Cellular factors of plasma membrane redox signaling. As integral membrane proteins, NADPH oxidases (NOX, dark pink) are present either on lipid rafts (dashed blue line) or in caveolae, releasing their product superoxide (O₂^•−) into the extracellular space. Upon activation of NOXes, these enzymes can be also internalized into forming redoxosomes where they are still functional. Besides, extracellular O₂^•− can be generated by the activity of an extracellularly linked xanthine oxidase (XO, blue). In its uncoupled state, NOS enzymes also produce O₂^•− in the vicinity of caveolae, but since there is a certain controversy on whether this happens in non-pathological conditions, the fact is indicated with a question mark. Nevertheless, extracellular (SODex, yellow) or intracellular (SODin, brown) superoxide dismutases convert O₂^•− into hydrogen peroxide (H₂O₂) depending on the localization of the sources.

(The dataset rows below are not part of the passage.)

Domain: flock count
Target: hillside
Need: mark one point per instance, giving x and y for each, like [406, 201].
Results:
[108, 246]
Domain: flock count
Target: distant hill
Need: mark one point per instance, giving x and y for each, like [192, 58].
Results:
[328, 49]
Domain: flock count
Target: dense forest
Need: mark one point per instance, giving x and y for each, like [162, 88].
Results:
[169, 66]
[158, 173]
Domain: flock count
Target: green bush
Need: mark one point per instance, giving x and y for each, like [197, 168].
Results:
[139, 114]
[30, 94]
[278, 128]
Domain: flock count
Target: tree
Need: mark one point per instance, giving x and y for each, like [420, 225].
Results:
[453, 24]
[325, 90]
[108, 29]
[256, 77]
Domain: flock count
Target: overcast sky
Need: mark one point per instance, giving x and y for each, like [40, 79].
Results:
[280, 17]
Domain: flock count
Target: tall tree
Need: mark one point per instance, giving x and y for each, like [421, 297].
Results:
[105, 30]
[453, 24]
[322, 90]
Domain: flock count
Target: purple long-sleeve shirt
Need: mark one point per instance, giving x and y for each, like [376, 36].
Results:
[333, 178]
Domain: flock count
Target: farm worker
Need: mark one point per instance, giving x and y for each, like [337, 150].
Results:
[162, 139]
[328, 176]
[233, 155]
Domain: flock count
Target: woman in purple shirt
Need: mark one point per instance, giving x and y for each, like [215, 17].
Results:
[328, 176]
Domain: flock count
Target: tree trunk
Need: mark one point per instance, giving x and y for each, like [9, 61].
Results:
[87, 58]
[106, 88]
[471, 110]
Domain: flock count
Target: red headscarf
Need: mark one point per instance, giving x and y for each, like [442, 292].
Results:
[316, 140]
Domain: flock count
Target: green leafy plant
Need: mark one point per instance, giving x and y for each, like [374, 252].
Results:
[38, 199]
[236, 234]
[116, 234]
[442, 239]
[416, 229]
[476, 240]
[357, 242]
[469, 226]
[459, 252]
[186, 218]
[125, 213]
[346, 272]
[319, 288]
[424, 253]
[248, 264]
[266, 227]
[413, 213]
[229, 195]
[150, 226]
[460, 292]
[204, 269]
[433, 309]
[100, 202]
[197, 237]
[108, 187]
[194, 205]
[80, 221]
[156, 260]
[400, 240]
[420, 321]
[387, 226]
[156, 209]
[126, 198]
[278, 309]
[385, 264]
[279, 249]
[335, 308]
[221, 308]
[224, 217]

H₂O₂ is transported inside or outside the cell by specialized aquaporins (AQP, orange channel), following cellular needs.

Figure 4

Putative mechanisms adopted by cells to achieve redox signal transmission after peroxiporin-mediated routing of ROS through the plasma membrane. The NOX/AQP system, situated in privileged lipid platforms for signaling (blue dashed line), offers a new perspective to re-interpret the models for redox signal transmission to intracellular targets (depicted as blue teardrops): site-localized oxidation of vicinal proteins will be favored by strategical positioning near the cytosolic mouth of the channel, possibly by localizing them to lipid raft domains, while further proteins would be reached either directly by overoxidation of peroxiredoxins (represented as green hexagons) or indirectly via peroxiredoxin-mediated relays. The particular disposition of NOXes releasing ROS to the extracellular space will also induce similar pathways in a peroxiporin-equipped adjacent cell (upper part of the scheme), thus allowing for a coordinated response. The figure has been organized as a cascade for clarity. However, all modes of signal transduction may be not hierarchical and concur simultaneously.